美国SEC主席Paul Atkins首场加密货币主题演讲释放了多项关键信号

SEC Chair Paul Atkins’ First Crypto-Focused Speech Sends Multiple Key Signals

BroadChainBroadChain05/13/2025
This content has been translated by AI
Summary

SEC Chair Paul Atkins’ inaugural crypto-themed speech signals a regulatory shift—from ‘enforcement-f

The inaugural speech by U.S. SEC Chair Paul Atkins on cryptocurrency sent several key signals, outlining a strategic shift and policy priorities for the agency's future approach to regulating crypto assets.

Here are the core takeaways from his address:

1. Regulatory Framework Shift: From “Enforcement-First” to “Rules-First”

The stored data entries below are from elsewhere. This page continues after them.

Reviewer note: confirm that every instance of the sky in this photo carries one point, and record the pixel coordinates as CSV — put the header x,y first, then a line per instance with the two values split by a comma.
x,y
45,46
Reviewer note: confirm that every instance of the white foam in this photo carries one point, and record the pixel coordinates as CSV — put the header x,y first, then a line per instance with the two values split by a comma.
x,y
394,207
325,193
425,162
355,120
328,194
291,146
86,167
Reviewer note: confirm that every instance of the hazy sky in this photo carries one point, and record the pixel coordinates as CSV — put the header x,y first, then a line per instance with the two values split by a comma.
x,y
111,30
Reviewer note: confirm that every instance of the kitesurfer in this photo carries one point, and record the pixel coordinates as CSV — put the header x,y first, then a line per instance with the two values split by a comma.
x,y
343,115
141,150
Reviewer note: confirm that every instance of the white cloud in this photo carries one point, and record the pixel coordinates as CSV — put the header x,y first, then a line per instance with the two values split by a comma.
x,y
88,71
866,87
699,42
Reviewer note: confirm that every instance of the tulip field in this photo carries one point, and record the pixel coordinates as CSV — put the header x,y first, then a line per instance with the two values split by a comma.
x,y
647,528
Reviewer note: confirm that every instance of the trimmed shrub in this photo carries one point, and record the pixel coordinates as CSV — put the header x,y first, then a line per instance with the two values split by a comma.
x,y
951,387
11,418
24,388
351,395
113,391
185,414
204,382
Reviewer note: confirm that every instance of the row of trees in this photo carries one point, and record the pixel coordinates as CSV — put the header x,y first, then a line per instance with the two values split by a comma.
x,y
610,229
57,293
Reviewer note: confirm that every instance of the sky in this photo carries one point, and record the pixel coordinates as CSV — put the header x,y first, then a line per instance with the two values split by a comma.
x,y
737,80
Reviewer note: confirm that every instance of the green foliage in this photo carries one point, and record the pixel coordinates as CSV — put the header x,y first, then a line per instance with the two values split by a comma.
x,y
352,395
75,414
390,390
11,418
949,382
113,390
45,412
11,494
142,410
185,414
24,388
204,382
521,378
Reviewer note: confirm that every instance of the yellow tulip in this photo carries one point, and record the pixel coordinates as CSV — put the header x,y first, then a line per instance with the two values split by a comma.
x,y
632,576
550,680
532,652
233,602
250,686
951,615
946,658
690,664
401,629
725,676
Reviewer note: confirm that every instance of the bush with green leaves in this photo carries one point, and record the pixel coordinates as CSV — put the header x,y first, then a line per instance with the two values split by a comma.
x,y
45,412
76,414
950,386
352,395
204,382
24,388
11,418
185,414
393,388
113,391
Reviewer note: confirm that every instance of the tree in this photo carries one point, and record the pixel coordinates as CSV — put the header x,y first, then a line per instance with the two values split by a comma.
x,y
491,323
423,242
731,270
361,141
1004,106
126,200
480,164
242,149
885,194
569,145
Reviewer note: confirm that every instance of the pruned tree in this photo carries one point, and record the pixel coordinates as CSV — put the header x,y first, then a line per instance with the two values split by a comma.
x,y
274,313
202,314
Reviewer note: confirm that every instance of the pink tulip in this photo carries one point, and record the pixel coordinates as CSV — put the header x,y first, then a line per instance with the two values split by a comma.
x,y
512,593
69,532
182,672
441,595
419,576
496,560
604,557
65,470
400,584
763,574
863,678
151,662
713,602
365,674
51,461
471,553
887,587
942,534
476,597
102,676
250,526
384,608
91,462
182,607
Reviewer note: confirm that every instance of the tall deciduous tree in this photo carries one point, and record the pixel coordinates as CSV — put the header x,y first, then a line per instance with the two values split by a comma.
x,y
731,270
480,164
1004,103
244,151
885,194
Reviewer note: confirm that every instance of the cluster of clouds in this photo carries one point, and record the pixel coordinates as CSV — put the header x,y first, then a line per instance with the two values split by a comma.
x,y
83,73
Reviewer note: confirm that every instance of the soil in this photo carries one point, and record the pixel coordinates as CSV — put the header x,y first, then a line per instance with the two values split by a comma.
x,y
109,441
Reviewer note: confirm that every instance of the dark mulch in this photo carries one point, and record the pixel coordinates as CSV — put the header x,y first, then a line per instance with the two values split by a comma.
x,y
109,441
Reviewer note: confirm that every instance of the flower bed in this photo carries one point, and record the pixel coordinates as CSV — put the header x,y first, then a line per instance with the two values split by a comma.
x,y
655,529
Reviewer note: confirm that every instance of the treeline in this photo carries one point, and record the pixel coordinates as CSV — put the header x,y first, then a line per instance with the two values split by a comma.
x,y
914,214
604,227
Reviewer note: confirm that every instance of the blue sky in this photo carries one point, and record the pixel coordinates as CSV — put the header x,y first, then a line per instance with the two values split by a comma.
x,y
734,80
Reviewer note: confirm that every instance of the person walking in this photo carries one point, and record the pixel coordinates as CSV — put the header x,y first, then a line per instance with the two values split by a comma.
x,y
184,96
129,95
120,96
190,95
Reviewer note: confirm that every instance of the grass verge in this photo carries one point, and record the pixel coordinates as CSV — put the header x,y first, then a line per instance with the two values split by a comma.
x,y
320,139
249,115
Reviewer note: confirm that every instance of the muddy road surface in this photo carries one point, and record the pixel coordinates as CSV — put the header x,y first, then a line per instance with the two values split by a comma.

Moving away from regulation by enforcement: Atkins explicitly criticized the previous approach of using lawsuits—like those against Coinbase and Ripple—to set policy. He emphasized that the SEC will now prioritize using its formal rulemaking authority, interpretive guidance, and exemption powers to establish clear, predictable standards for the market.

Adapting policy tools: The agency will focus on issuing guidance, granting exemptions, or amending existing rules—such as revising registration forms—to better accommodate the unique nature of crypto assets, rather than forcing them into outdated frameworks.

2. Three Core Regulatory Focus Areas

(1) Securities Issuance: Pushing for Adaptive Reform

Streamlining registration: Noting that current disclosure forms like Form S-1 are ill-suited for crypto, the SEC plans to adjust exemption rules—potentially expanding Regulation A—and may create dedicated issuance channels tailored for digital assets.

Clarifying what constitutes a security: The Commission pledged to provide further guidance on which crypto assets qualify as securities, reducing uncertainty for projects.

(2) Custodial Services: Deregulation to Spur Innovation

Repealing SAB 121: This controversial accounting bulletin forced institutions to hold customers' crypto on their balance sheets, stifling custody services. Its removal paves the way for more flexible custody solutions.

Embracing self-custody tech: The SEC intends to allow investment advisers and funds to use decentralized custody options, like multi-signature wallets, under certain conditions, acknowledging their potential security benefits.

Reforming the “Special Purpose Broker-Dealer” regime: The current, restrictive framework (with only two active entities) is set for revision, likely easing custody rules for non-security crypto assets.

(3) Trading Platforms: Expanding Product Offerings

Supporting the “super-app” model: Broker-dealers may be allowed to trade both securities and non-securities (like crypto-to-crypto pairs) on a single platform, enabling integrated financial services.

Exploring crypto listing rules: The SEC is assessing the feasibility of listing crypto assets on national securities exchanges, potentially building on lessons from the Bitcoin ETF approval process.

3. Technology Neutrality and Innovation-Friendliness

Drawing a parallel to the digital music revolution: Atkins compared tokenizing securities to the digitization of music, highlighting blockchain's potential to create novel financial instruments (like automated dividend smart contracts) and unlock liquidity for illiquid assets.

Avoiding a one-size-fits-all approach: The SEC acknowledged that existing securities rules may not translate well to on-chain environments, signaling a need for tailored adjustments to avoid hindering technological progress.

4. Interagency Collaboration and Policy Coordination

The role of the Crypto Asset Working Group: Co-led by Commissioners Mark Uyeda and Hester Peirce, this group aims to break down internal “policy silos” at the SEC and coordinate cross-agency efforts to speed up rule implementation.

Aligning with broader government goals: In line with the vision of making “America the crypto capital,” the SEC seeks legislative and administrative support to prevent innovation from moving offshore.

5. Investor Protection and Market Integrity

Fraud remains the top priority: Clear rules help investors identify scams; enforcement will focus on fraud and market manipulation, not on targeting the underlying technology.

Balancing innovation and risk: Exemption mechanisms will allow experimental business models, such as novel trading platforms, to operate within clear compliance boundaries.

Summary

A shift in regulatory tone: The move from a “hostile” to a more “collaborative” stance signals the SEC's potential entry into a pragmatic era of crypto governance.

Clarity on the horizon: A wave of guidance documents, exemption policies, and proposed rule amendments is expected within the next 6–12 months.

Boosting U.S. competitiveness: By easing constraints in issuance, custody, and trading, the U.S. aims to attract global crypto business back to its shores.

Potential Challenges

Jurisdictional limits: Some reforms require congressional action, such as clarifying the boundary between the SEC and CFTC. Political gridlock could slow progress.

The DeFi dilemma: Decentralized finance remains a largely unaddressed frontier; regulating anonymous protocols continues to pose a significant challenge.

This speech marks a pivotal shift in the SEC's stance—from “defensive regulation” to “adaptive regulation.” However, the pace and substance of actual policy implementation will depend on future developments.